MANADO, iNewsManadao.com - Kisruh yang terjadi di Universitas Sam Ratulangi (Unsrat) Manado kian meruncing. Rektor Unsrat, Prof Dr Ir Berty Sompie MEng dianggap telah melakukan dua kali pelanggaran statuta pada pemilihan Dekan Fakultas Kedokteran dan Dekan Fakultas Kesehatan Masyarakat (FKM).
Dalam dua pemilihan tersebut, Berty Sompie dinilai melanggar statuta saat memilih Dekan Fakultas Kedokteran, Prof Dr dr Nova Kapantow DAN MSc SpGK, April lalu dan Prof dr Vennetia Ryckerens Danes MSc PhD sebagai Dekan FKM.
Pemilihan Nova ini dianggap melanggar statuta yang kemudian berujung pada kekalahan Berty Sompie di sidang PTUN. Dr. Theresia Kaunang SpKJ (K), seorang Dosen Fakultas Kedokteran Unsrat mengatakan bahwa seharusnya pihak rektor mematuhi statuta sebagai peraturan dasar pengelolaan perguruan tinggi yang digunakan sebagai landasan penyusunan peraturan dan prosedur operasional di perguruan tinggi.
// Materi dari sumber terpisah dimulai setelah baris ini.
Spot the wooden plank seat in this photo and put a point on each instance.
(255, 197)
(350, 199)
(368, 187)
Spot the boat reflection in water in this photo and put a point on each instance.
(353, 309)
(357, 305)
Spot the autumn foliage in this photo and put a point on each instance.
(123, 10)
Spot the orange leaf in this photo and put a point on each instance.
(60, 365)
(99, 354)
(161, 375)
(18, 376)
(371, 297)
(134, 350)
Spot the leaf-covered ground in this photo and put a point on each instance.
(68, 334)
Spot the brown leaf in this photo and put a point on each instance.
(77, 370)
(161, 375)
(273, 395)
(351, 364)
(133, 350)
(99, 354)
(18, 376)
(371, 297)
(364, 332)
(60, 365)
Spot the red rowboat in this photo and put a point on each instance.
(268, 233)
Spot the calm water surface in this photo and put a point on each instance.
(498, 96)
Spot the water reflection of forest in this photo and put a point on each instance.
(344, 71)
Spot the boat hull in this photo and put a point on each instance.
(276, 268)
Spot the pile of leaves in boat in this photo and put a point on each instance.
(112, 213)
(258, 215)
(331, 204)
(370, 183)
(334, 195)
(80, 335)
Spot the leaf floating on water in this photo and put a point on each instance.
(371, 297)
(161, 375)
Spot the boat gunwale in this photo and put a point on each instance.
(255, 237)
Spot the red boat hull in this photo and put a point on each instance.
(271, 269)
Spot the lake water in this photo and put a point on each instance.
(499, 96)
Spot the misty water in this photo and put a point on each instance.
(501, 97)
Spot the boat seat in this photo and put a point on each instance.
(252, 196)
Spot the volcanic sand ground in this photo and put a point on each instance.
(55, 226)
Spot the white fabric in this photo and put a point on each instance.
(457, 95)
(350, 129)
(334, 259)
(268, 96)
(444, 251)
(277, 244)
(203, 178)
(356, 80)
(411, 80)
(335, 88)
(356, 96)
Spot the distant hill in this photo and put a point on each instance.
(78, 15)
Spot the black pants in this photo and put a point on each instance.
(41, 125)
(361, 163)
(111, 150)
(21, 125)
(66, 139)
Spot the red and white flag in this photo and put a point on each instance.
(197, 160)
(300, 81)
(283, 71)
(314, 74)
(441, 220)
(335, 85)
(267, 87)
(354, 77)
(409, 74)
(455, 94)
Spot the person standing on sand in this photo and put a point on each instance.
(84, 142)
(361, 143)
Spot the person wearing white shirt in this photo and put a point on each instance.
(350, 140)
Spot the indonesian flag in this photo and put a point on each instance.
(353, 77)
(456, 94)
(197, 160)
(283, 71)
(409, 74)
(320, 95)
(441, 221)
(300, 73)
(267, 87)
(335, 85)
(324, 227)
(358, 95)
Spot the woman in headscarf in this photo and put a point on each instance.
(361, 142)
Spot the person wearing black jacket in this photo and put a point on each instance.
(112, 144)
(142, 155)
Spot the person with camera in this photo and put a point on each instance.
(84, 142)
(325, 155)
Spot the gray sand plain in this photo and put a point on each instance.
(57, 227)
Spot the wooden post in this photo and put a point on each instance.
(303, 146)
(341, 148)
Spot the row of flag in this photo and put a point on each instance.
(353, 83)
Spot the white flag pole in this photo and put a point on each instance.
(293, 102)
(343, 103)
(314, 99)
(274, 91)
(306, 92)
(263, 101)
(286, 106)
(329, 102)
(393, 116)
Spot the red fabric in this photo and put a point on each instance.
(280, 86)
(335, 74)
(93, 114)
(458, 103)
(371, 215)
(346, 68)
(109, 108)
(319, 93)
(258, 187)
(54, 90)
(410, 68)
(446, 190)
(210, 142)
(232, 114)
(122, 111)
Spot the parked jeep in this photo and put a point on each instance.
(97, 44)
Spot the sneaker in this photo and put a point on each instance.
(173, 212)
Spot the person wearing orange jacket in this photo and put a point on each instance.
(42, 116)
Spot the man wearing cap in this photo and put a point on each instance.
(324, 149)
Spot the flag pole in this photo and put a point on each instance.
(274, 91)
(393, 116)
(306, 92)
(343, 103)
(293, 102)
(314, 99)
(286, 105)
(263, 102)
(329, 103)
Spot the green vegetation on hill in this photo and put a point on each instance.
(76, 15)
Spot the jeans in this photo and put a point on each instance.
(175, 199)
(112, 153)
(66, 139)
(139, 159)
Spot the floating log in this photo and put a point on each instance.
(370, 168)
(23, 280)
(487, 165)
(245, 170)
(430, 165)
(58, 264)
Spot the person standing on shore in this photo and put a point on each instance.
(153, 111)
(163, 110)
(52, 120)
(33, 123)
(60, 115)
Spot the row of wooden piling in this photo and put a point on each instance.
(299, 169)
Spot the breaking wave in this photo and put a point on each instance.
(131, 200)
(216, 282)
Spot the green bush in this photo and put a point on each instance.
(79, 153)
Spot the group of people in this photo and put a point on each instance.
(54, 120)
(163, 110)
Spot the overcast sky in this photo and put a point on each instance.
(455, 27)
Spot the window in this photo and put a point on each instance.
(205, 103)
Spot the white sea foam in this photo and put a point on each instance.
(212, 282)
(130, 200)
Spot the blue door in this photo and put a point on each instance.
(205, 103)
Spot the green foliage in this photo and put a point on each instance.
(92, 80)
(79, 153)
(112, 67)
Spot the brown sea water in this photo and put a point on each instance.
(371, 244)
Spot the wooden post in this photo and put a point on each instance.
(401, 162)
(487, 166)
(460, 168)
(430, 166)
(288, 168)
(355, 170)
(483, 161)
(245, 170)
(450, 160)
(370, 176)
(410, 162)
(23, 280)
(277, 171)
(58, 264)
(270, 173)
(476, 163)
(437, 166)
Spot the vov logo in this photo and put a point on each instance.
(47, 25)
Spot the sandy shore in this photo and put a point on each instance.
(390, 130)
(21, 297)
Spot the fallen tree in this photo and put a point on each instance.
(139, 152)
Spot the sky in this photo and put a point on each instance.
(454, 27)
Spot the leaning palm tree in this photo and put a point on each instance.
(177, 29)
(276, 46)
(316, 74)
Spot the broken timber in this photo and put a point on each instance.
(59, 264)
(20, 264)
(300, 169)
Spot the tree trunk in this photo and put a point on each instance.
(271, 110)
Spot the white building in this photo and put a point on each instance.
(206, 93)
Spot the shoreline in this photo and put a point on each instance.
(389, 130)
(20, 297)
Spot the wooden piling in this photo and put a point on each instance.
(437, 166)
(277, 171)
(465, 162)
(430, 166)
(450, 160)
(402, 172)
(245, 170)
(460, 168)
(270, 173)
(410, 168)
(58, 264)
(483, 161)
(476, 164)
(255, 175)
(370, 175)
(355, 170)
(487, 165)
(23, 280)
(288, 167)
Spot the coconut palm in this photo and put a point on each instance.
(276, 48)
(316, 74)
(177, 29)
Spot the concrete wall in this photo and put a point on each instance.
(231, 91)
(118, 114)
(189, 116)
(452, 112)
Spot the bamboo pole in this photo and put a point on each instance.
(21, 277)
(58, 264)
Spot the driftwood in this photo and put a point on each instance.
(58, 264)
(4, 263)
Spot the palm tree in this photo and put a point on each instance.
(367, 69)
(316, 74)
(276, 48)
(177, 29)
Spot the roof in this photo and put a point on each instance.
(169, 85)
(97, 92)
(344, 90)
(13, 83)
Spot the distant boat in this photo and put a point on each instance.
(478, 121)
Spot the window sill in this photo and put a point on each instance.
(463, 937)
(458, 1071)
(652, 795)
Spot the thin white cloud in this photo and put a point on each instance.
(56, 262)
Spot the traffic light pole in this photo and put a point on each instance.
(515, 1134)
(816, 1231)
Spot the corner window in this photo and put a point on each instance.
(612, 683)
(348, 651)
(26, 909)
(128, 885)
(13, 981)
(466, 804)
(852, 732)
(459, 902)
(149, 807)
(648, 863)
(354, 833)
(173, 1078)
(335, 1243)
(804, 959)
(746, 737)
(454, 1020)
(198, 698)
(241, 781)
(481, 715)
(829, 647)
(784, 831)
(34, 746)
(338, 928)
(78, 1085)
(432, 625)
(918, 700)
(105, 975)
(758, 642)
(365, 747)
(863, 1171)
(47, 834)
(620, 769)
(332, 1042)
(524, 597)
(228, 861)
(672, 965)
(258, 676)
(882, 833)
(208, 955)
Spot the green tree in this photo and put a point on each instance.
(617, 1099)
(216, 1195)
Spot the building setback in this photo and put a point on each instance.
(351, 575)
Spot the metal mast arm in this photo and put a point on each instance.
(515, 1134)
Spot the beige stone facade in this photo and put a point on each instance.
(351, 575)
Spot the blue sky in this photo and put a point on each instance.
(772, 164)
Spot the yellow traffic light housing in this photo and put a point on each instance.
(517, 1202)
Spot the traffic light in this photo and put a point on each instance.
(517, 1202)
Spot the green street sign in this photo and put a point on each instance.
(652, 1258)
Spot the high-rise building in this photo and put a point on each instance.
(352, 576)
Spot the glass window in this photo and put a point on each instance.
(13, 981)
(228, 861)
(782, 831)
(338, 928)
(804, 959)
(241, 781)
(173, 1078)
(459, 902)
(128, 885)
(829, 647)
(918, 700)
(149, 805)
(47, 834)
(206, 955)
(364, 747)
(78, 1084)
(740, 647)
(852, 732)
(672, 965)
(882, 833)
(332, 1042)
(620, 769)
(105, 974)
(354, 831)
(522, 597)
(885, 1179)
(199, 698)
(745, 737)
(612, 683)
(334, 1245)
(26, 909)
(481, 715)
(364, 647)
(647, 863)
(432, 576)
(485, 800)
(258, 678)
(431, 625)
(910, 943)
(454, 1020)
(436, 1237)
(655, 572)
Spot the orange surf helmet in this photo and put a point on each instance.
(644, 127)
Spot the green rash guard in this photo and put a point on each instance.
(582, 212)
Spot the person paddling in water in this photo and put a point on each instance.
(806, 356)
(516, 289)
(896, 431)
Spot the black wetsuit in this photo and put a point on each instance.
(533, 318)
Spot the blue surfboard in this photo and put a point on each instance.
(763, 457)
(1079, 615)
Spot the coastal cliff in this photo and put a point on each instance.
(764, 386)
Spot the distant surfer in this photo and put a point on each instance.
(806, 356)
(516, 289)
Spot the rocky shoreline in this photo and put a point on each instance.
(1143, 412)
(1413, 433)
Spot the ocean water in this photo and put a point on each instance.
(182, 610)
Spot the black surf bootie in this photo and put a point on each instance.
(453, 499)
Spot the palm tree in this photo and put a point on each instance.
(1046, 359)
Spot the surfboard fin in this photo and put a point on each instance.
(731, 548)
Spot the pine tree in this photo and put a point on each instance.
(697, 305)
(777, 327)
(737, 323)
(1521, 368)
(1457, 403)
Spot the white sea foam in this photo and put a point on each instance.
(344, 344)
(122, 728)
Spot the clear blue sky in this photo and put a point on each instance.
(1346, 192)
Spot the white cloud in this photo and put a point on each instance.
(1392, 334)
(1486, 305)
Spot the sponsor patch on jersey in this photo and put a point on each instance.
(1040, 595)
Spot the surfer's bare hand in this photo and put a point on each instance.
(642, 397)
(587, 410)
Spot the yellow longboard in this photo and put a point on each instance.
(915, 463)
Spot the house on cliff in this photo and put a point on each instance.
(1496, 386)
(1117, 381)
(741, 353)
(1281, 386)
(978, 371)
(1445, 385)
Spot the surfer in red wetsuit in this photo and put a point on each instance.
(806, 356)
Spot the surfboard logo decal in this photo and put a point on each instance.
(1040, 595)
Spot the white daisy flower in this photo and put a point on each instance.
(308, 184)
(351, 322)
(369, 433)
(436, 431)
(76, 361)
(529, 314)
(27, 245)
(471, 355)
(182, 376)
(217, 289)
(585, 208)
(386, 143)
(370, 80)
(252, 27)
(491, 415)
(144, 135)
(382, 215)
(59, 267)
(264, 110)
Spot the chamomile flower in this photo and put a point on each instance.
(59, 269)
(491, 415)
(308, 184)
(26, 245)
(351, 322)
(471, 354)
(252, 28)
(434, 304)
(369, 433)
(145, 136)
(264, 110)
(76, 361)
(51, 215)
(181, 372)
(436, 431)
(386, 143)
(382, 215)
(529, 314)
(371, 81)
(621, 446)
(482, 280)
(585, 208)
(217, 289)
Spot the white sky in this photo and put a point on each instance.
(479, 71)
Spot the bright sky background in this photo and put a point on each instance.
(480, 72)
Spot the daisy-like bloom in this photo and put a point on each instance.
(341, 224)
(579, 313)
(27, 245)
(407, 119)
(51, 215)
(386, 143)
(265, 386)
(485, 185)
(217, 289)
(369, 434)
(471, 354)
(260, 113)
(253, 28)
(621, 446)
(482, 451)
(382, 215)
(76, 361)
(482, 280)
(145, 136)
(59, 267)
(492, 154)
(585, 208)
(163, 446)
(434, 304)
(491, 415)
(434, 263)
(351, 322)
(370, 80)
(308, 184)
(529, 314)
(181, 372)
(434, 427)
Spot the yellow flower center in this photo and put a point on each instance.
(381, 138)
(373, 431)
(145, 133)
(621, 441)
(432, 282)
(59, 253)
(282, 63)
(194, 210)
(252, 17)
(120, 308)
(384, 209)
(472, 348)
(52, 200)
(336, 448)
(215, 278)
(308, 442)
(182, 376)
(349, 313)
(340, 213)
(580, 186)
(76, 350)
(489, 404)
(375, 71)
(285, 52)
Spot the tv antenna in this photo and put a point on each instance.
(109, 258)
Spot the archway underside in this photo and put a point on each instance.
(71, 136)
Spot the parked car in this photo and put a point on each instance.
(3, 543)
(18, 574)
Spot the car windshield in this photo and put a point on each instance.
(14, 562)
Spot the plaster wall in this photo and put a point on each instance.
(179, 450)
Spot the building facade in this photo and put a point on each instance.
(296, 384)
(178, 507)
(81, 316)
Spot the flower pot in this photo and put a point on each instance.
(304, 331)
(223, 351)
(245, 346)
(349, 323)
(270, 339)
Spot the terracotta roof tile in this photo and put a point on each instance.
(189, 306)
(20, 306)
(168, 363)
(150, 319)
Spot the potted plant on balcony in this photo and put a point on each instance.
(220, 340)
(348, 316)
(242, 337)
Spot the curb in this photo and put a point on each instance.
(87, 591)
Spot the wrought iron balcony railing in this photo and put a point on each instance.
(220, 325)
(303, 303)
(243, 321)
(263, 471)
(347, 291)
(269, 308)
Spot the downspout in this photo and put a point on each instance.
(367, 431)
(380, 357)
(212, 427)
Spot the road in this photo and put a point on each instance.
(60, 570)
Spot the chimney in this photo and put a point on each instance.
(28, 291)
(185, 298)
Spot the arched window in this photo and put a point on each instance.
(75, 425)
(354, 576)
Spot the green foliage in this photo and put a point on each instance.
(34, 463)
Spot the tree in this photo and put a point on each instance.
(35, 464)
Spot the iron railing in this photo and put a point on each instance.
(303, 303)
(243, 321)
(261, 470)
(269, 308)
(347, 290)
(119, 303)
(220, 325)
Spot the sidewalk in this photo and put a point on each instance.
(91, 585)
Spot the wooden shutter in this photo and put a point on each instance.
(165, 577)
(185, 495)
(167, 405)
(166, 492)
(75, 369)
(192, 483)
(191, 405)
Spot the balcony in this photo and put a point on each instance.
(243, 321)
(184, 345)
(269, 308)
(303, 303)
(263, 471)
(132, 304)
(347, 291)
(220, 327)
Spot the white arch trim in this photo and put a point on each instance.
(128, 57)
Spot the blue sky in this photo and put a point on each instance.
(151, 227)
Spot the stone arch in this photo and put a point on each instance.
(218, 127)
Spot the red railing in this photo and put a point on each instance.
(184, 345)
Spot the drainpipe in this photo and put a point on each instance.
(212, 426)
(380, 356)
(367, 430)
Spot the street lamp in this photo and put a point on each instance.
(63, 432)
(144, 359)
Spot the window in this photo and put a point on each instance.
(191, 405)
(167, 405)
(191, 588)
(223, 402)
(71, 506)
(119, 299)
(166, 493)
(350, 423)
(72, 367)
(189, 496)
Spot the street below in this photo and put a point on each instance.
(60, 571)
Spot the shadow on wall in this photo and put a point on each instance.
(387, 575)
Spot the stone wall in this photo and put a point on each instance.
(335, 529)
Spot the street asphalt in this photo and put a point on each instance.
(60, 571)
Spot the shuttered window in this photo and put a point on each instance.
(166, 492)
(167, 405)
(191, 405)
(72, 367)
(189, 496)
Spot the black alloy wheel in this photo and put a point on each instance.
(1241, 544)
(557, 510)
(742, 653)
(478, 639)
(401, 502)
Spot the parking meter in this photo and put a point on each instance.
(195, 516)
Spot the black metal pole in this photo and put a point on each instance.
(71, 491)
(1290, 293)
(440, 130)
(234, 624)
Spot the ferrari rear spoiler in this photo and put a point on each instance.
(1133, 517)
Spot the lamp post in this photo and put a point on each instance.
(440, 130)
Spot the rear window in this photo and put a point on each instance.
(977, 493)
Theresia lalu mengajukan gugatan perkara ini, yang kemudian oleh Pengadilan Tata Usaha Negeri (PTUN) Manado menyatakan mengabulkan gugatan yang diajukan olehnya.
Theresia menggugat surat keputusan Rektor Unsrat Nomor 673/ UN12/KP/2023 tentang Calon Dekan Fakultas Kedokteran Unsrat Periode 2023-2027 Berdasarkan Penilaian Portofolio tertanggal 10 April 2023 dan surat keputusan Rektor Unsrat Nomor 704/UN12/ KP/2023 tentang Pemberhentian dan Pengangkatan Dalam Jabatan Tugas Tambahan sebagai Dekan Fakultas Kedokteran Unsrat Periode 2023-2027 Tertanggal 18 April 2023.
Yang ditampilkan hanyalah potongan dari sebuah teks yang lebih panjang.